A potential breach of export controls
The situation represents a significant escalation in trade tensions, as EUV systems have been strictly barred from sale to China since the first Trump administration. Senior officials within the U.S. government told Bloomberg they possess evidence that ASML shipped components and transport equipment related to these machines to China. However, the administration has repeatedly declined to provide specific documentation to either the press or ASML itself.
ASML has firmly denied these allegations, stating that no such machine exists in China and never has. The company maintains a rigorous tracking system for its hardware, asserting that every unit is either in active use with monitored customers or has been dismantled and returned to the firm. CEO Christophe Fouquet previously emphasized that ASML employs an internal firewall to separate staff who have access to EUV technology from those based in China.
The strategic importance of ASML's monopoly
Despite being a relatively unknown name to the general public, ASML is arguably the most critical player in the global AI infrastructure outside of Nvidia. The company holds a total monopoly on EUV lithography, a process that took two decades and billions of dollars to perfect. Every cutting-edge processor produced by TSMC—the primary foundry for Apple and Nvidia—relies on these specific tools.
The stakes of this potential breach are high due to ASML's massive market influence:
- ASML is currently Europe's most valuable public company, with a market capitalization near $700 billion.
- A single illegal sale could jeopardize the entire U.S.-led export-control regime designed to protect military and industrial advantages.
- The company expects roughly 20% of its 2026 revenue from permitted sales to China, making a total ban commercially devastating.

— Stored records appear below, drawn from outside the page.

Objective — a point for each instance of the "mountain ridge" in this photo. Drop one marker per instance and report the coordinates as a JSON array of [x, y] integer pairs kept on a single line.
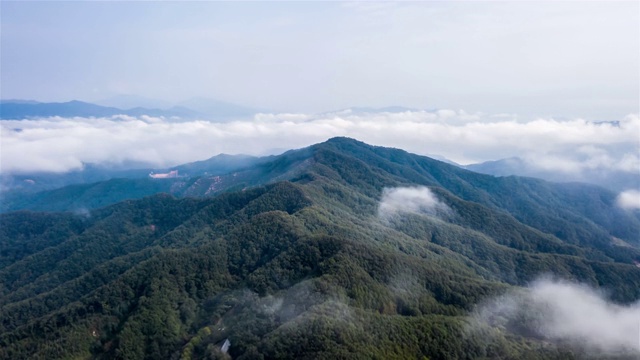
[[290, 258]]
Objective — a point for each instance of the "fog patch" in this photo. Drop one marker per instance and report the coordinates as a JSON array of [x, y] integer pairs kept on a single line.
[[411, 200], [82, 212], [629, 200], [565, 313], [573, 146]]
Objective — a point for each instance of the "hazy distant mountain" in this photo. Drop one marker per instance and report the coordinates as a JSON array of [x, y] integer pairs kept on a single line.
[[30, 110], [610, 179], [18, 101], [21, 184], [197, 108]]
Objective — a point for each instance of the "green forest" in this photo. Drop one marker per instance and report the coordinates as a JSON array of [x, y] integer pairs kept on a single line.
[[290, 259]]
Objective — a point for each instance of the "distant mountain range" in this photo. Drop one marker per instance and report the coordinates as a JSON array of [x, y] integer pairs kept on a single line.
[[200, 108], [290, 257], [610, 179]]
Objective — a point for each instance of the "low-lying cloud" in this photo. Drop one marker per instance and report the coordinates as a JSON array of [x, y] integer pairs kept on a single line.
[[629, 200], [62, 144], [413, 200], [567, 313]]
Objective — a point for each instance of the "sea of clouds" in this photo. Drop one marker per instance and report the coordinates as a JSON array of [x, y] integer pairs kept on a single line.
[[61, 144]]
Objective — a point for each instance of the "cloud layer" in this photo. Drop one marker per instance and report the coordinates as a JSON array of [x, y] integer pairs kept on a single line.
[[629, 200], [61, 144], [569, 313], [416, 200]]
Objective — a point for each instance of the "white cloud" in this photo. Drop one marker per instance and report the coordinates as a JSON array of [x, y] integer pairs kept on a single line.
[[417, 200], [629, 199], [571, 146], [567, 312]]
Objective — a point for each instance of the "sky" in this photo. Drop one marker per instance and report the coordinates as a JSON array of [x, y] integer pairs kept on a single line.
[[536, 59], [488, 80]]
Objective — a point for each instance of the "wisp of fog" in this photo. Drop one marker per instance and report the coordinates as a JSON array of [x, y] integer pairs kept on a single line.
[[566, 312], [412, 200]]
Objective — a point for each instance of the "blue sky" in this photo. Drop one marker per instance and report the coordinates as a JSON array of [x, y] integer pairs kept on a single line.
[[566, 59]]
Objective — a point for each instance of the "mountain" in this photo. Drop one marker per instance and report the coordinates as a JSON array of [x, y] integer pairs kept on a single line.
[[614, 180], [24, 185], [18, 110], [294, 257]]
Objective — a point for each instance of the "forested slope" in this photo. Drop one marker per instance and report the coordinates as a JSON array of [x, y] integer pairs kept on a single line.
[[306, 267]]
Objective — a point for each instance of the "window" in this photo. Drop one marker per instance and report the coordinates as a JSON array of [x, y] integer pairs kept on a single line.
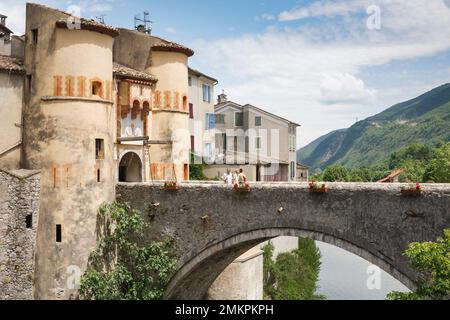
[[210, 121], [208, 150], [220, 119], [191, 111], [29, 81], [96, 88], [292, 170], [206, 93], [29, 221], [184, 103], [99, 149], [35, 36], [238, 119], [258, 143], [58, 233]]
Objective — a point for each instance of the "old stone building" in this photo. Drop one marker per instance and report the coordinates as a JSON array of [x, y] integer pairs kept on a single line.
[[261, 143], [88, 105], [201, 115]]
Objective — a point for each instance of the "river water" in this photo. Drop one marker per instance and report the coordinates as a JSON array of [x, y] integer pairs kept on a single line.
[[344, 276]]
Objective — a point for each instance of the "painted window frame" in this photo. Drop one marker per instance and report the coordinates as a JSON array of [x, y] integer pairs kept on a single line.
[[238, 112], [256, 121]]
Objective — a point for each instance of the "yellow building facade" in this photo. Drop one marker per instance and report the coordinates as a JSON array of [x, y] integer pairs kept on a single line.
[[100, 105]]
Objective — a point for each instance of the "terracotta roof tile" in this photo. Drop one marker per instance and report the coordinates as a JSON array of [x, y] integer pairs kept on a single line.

Commercial logic vs. government suspicion
Fouquet has argued that the complexity of EUV technology makes it nearly impossible for China to reverse-engineer without having physical access to a machine first. He further suggested that ASML has a commercial incentive to follow rules, as risking its entire export license over one clandestine sale would be counterproductive. While the government has not yet made its evidence public, the tension highlights the precarious balance between maintaining global supply chains and enforcing national security boundaries.